The Help section of the tool form has a simplified guide and a link out to the author’s wiki site with more. The tools will work in Galaxy the same way!
PICRUSt2 Full pipeline (Galaxy Version 2.5.3+galaxy0)
Help
What it does
PICRUSt2 (Phylogenetic Investigation of Communities by Reconstruction of Unobserved States) is a tool for predicting functional abundances based only on marker gene sequences.

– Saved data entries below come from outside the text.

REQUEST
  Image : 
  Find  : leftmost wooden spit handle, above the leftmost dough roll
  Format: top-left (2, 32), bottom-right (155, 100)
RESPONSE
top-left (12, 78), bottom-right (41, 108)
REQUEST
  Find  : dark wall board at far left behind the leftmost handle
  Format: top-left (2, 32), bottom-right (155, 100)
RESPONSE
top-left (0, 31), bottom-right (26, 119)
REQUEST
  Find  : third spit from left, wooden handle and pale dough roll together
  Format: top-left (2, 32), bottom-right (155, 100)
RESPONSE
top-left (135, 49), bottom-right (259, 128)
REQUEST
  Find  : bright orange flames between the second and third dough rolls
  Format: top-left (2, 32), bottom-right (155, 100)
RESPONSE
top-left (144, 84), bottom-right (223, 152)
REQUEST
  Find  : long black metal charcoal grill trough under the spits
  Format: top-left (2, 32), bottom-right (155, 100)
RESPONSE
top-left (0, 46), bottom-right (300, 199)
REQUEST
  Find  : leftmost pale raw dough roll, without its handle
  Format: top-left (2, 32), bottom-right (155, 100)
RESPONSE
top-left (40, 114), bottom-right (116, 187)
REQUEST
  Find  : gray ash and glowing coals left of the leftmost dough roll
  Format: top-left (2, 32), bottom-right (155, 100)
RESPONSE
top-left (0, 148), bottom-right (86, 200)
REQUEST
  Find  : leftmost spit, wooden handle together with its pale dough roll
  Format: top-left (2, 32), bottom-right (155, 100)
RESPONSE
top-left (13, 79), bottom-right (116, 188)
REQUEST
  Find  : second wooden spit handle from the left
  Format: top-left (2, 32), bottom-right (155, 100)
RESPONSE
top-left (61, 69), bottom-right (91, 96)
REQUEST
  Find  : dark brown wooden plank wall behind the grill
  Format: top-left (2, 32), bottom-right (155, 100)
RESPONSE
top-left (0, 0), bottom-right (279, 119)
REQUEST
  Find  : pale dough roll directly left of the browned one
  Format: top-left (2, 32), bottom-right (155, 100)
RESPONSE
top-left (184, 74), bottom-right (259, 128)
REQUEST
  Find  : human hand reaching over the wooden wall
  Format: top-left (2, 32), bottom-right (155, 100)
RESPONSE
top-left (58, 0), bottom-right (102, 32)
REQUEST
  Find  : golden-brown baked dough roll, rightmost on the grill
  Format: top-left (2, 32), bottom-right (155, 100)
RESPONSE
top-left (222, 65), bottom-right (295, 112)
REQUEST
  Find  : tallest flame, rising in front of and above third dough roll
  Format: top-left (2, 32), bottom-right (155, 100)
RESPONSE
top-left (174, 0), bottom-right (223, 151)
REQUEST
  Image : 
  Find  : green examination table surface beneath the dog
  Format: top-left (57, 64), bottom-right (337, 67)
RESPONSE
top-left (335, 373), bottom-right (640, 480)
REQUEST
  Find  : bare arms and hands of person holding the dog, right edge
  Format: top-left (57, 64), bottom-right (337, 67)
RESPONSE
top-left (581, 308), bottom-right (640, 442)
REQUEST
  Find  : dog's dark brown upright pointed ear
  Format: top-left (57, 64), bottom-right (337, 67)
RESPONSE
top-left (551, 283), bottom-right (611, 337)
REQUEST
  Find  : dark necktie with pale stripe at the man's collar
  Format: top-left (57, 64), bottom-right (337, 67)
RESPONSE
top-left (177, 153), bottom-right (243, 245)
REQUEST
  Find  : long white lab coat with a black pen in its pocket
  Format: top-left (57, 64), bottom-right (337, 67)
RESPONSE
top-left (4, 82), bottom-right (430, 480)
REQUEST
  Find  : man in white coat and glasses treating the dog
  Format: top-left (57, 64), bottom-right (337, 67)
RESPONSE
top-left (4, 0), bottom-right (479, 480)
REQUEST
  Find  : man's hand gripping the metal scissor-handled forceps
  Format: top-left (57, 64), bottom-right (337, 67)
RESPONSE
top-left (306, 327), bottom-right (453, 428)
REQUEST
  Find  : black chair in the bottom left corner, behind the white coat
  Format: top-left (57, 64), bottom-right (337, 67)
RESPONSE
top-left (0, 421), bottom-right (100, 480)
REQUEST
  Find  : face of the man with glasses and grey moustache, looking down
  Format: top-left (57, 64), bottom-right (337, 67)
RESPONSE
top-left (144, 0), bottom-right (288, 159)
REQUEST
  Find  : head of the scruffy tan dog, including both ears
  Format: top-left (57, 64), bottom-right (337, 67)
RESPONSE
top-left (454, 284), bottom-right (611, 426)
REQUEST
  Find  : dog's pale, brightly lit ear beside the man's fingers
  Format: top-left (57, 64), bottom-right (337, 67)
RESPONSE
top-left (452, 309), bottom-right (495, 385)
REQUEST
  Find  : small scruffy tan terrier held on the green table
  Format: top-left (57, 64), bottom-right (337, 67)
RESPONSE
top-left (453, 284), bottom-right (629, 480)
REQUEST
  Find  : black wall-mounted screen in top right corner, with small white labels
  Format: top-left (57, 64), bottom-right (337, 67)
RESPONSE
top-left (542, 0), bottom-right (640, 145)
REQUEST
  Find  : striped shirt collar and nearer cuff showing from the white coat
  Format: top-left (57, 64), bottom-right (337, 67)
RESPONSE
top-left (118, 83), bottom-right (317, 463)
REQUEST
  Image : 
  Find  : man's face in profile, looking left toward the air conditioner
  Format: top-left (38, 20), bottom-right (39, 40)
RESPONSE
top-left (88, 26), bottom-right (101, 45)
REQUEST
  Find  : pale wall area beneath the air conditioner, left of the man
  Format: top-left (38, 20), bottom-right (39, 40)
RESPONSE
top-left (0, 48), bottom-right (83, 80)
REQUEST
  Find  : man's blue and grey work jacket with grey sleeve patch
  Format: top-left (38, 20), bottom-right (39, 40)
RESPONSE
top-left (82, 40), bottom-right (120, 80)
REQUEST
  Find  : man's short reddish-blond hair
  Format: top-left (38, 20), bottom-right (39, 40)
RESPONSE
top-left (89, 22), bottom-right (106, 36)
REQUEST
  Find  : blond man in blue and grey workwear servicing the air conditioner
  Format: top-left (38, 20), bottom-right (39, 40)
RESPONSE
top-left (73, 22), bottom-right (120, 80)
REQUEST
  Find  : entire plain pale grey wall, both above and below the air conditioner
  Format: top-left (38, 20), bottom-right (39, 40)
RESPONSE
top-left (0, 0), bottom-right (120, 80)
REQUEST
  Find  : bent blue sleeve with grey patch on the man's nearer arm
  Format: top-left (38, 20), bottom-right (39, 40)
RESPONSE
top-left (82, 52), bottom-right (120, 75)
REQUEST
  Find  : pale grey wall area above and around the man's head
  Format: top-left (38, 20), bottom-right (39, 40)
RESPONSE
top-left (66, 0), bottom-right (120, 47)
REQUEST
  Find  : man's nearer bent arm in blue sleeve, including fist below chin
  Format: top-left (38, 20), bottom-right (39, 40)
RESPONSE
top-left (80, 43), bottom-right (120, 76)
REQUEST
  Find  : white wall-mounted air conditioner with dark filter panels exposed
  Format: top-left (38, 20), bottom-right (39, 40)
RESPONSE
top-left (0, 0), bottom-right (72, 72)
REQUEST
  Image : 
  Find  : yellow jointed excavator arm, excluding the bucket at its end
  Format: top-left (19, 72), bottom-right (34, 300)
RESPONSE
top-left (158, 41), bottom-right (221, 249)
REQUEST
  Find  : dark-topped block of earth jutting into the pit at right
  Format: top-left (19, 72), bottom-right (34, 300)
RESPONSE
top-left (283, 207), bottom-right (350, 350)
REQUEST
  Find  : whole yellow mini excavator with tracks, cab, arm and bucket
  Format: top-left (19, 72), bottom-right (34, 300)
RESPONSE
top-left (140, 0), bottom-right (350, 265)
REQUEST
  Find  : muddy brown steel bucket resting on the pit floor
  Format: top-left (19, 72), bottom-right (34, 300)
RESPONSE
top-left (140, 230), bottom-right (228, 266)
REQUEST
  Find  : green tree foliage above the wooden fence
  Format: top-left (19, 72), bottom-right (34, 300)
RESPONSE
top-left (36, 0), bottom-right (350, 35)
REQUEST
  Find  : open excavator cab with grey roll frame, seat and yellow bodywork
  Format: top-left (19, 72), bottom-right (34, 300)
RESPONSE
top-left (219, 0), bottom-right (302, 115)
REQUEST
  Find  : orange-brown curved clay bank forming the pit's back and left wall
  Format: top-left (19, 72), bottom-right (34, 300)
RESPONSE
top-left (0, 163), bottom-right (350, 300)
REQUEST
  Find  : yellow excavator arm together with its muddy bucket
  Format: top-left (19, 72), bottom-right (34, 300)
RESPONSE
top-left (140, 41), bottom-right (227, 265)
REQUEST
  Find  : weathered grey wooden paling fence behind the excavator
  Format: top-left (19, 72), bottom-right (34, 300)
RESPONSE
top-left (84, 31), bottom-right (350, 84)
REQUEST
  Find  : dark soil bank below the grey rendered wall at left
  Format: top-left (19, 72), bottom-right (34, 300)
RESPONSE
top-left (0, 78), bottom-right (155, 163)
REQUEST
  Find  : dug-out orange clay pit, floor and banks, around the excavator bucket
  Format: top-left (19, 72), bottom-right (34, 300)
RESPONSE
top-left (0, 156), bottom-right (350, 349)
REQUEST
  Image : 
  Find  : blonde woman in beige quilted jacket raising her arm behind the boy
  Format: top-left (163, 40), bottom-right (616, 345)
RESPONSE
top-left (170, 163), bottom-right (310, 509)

Run sequence placement with EPA-NG and GAPPA to place study sequences (i.e. OTUs and ASVs) into a reference tree. Then runs hidden-state prediction with the castor R package to predict genome for each study sequence. Metagenome profiles are then generated, which can be optionally stratified by the contributing sequence. Finally, pathway abundances are predicted based on metagenome profiles. By default, output files include predictions for Enzyme Commission (EC) numbers, KEGG Orthologs (KOs), and MetaCyc pathway abundances. However, the tool enables users to use custom reference and trait tables to customize analyses.
Note
The standard pipeline will generate metagenome predictions for 16S rRNA gene data.
Input
A FASTA of amplicon sequences variants (ASVs; i.e. your representative sequences, not your raw reads)

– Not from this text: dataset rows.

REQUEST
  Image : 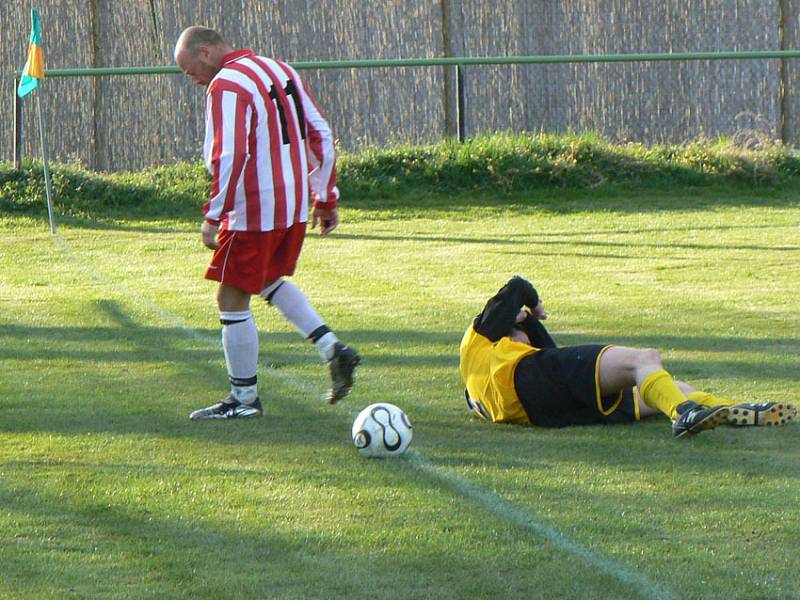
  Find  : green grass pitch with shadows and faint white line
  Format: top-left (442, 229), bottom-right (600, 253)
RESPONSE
top-left (0, 180), bottom-right (800, 599)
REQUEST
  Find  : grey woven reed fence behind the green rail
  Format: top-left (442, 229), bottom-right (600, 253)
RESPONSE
top-left (0, 0), bottom-right (800, 171)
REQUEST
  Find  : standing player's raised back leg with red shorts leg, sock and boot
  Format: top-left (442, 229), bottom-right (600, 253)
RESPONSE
top-left (259, 223), bottom-right (361, 404)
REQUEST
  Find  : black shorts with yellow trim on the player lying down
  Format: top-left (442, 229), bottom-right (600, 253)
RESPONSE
top-left (514, 344), bottom-right (639, 427)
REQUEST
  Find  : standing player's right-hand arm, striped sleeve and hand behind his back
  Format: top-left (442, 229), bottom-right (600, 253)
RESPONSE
top-left (282, 63), bottom-right (339, 235)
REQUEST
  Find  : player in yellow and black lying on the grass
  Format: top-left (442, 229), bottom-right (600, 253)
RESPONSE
top-left (460, 277), bottom-right (797, 437)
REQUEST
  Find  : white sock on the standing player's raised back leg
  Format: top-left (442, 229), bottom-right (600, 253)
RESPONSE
top-left (259, 279), bottom-right (339, 360)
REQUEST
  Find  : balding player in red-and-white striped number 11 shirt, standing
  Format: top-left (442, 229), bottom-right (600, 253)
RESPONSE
top-left (175, 26), bottom-right (360, 419)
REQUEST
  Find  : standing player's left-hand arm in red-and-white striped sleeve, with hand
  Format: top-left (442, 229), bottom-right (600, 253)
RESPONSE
top-left (201, 82), bottom-right (252, 248)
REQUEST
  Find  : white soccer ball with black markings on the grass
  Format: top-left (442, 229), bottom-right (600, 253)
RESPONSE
top-left (353, 402), bottom-right (413, 458)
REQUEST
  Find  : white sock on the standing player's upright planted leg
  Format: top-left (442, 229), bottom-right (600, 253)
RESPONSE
top-left (219, 310), bottom-right (258, 402)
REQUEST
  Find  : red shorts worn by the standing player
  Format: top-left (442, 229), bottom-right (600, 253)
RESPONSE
top-left (206, 223), bottom-right (306, 294)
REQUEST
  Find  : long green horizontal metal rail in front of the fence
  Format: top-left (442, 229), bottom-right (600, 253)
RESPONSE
top-left (19, 50), bottom-right (800, 77)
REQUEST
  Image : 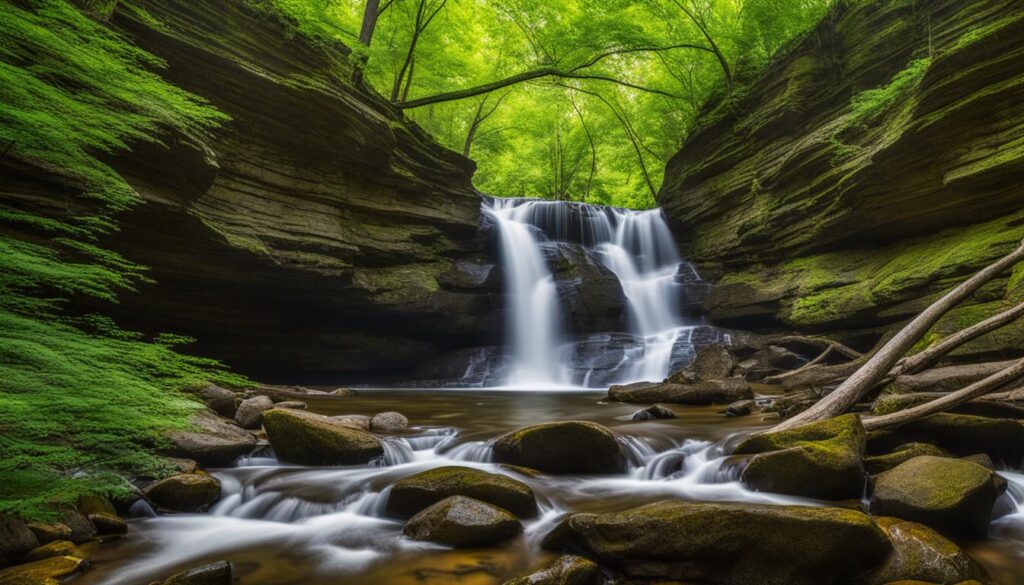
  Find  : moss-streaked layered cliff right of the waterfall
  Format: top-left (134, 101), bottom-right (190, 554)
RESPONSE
top-left (658, 0), bottom-right (1024, 354)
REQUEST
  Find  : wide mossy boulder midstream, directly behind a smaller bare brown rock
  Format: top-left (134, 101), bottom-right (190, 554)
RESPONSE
top-left (387, 465), bottom-right (537, 518)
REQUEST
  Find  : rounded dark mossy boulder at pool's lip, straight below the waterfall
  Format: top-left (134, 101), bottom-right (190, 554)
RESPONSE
top-left (494, 421), bottom-right (626, 473)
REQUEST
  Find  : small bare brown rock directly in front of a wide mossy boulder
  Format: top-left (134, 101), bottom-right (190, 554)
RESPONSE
top-left (404, 496), bottom-right (522, 548)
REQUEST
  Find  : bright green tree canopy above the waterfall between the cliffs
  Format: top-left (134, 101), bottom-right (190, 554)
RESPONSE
top-left (262, 0), bottom-right (833, 208)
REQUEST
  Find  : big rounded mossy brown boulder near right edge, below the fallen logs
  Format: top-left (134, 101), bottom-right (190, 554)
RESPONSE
top-left (870, 455), bottom-right (1007, 537)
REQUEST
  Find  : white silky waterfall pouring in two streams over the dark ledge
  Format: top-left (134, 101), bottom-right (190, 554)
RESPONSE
top-left (483, 199), bottom-right (693, 388)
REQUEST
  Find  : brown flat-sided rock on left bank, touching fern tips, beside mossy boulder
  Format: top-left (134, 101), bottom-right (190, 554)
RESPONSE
top-left (168, 410), bottom-right (256, 467)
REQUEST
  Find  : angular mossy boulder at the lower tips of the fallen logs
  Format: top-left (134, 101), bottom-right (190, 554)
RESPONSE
top-left (730, 414), bottom-right (865, 500)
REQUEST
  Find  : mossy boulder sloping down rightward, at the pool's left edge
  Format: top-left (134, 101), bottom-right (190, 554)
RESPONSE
top-left (263, 409), bottom-right (384, 465)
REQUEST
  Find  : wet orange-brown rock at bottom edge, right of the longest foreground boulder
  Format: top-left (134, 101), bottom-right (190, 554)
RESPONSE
top-left (867, 517), bottom-right (988, 585)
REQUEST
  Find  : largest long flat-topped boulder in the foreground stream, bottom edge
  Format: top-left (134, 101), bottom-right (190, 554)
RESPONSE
top-left (543, 500), bottom-right (892, 585)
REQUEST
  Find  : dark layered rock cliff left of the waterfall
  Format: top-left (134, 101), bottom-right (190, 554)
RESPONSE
top-left (2, 0), bottom-right (492, 380)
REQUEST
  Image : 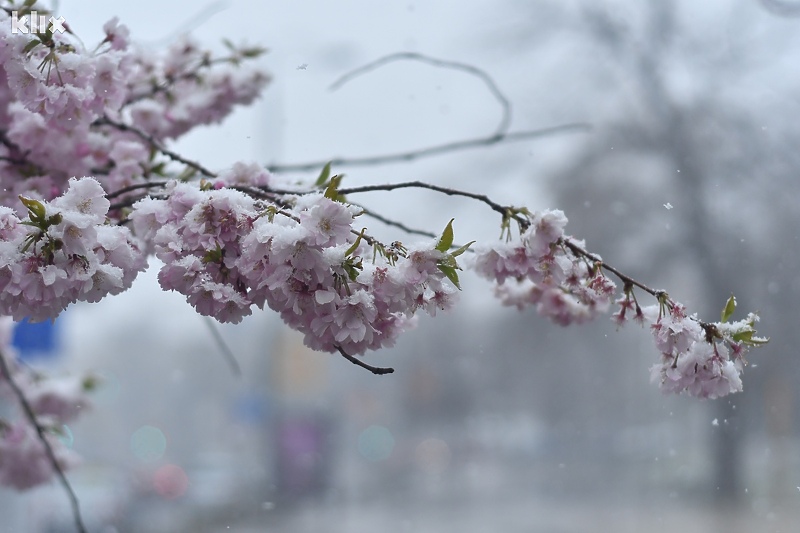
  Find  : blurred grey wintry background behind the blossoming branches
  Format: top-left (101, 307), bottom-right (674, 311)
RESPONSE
top-left (0, 0), bottom-right (800, 533)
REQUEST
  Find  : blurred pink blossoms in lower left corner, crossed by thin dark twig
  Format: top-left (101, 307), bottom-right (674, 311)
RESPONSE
top-left (0, 317), bottom-right (96, 490)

A BIOM table of the abundance of each ASV across each sample.
Output
Output tree with placed study sequences.
Metagenome Predictions
Pathway level predictions
Please give this a review and let us know if you are able to resolve this on your own, or if you would like some help with a history review!

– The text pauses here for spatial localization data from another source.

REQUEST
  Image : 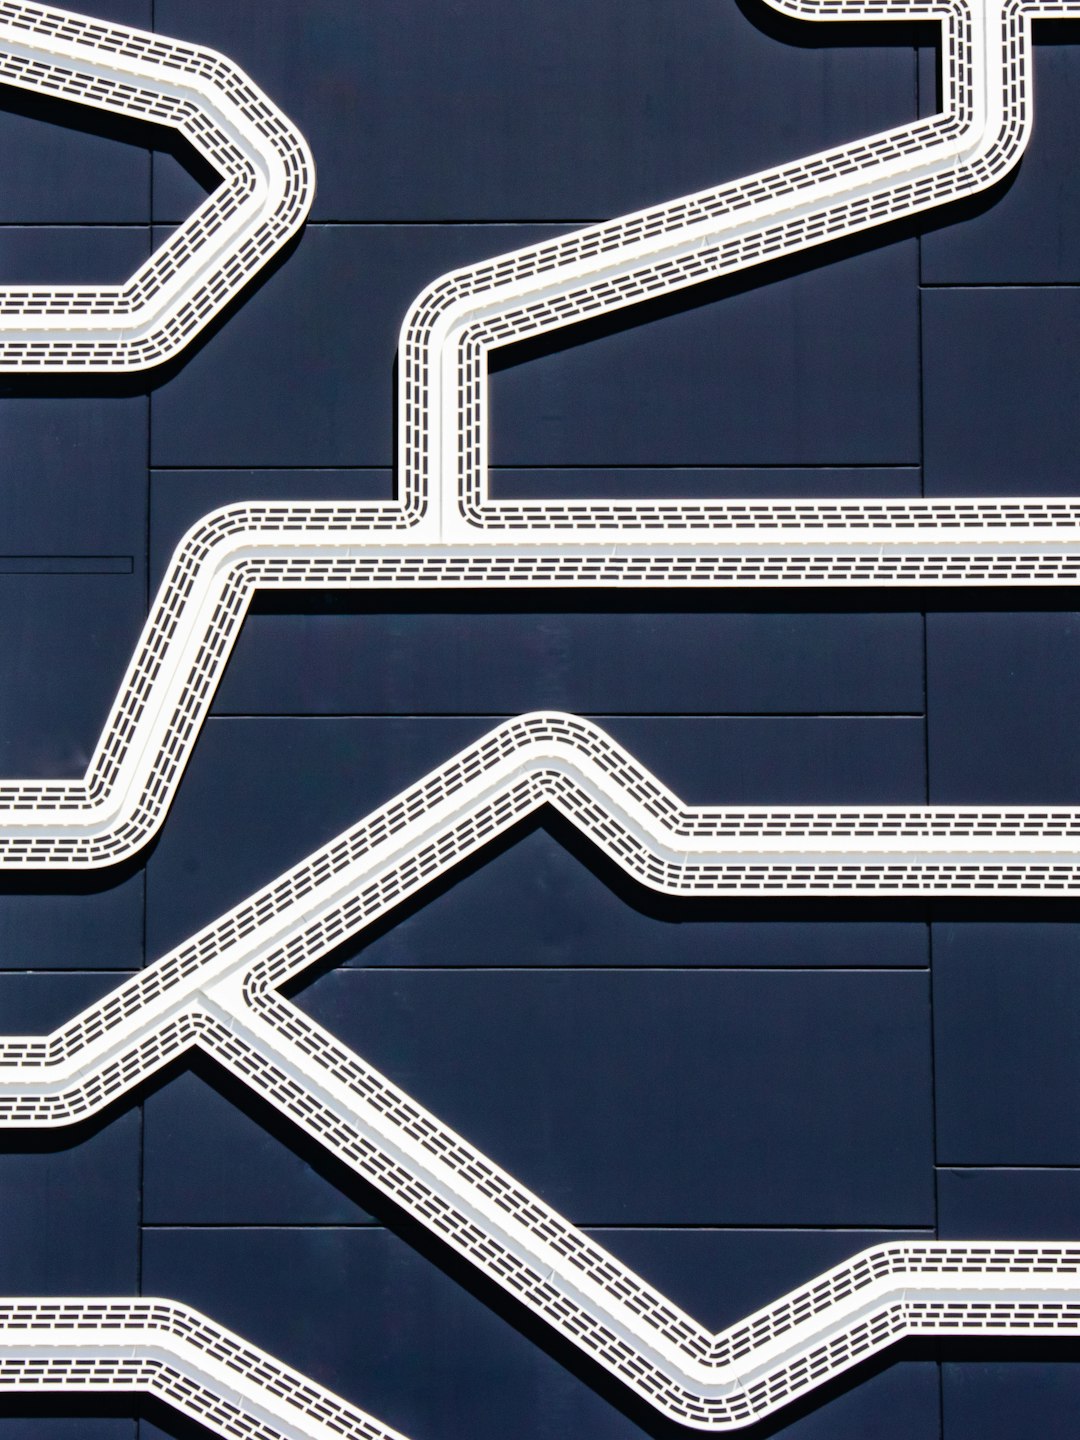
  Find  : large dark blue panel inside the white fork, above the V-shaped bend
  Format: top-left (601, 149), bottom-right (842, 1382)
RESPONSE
top-left (302, 968), bottom-right (933, 1225)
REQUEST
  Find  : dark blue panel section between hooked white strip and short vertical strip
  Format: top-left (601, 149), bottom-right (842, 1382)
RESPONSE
top-left (151, 225), bottom-right (576, 468)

It didn’t really give me any specifics. Just said: “An error occurred while running the tool toolshed.g2.bx.psu.edu/repos/iuc/picrust2_pipeline/picrust2_pipeline/2.5.3+galaxy0.”
Yes, but the message is from the Galaxy wrapper and means that the tool could not complete processing at a lower level. This usually means some issue with the inputs or parameter choices, so you’ll need to review closer against the other content I shared. Or we can try to help here, but without seeing the details those will only be guesses!
The search I included (also above!) at this forum has some examples of prior troubleshooting. This includes a simple example in a shared history. I just started up another run using a slightly different biom input in that same history, too! Maybe helps? See the other topics for full links and walk-throughs.
I have figured out what the issue is, but I am unsure how to fix it in usegalaxy. PICRUSt2 requires 2 files in a specific format:
A .fasta file with a unique ASV ID and its corresponding sequence like:
>ASV1
TACGAAGGGGG…
>ASV2
TACGTAGGGCG…
And a tabular or biome file with just the ASV ID, sample names, and read counts like:
ASV ID Sample 1 Sample 2
ASV 1 6829 3304
Currently I just have a row for the sequences, no unique ASV IDs row or an “ASV ID” header.
So I need to be able to do this in galaxy:
Add a column to my tabular file that iterates row number (ASV1, ASV2, etc)
Add a header to this column titled “ASV ID”
Cut the column containing the sequences. I now have a tabular file I can use.
Then I need to cut the columns containing sample names and their associated read counts and convert only the sample ID and sequence columns from tabular to fasta format. I now have a fasta file I can use.
So how do I do this in galaxy? More specifically, How do I do step 1 of adding iterative row numbers?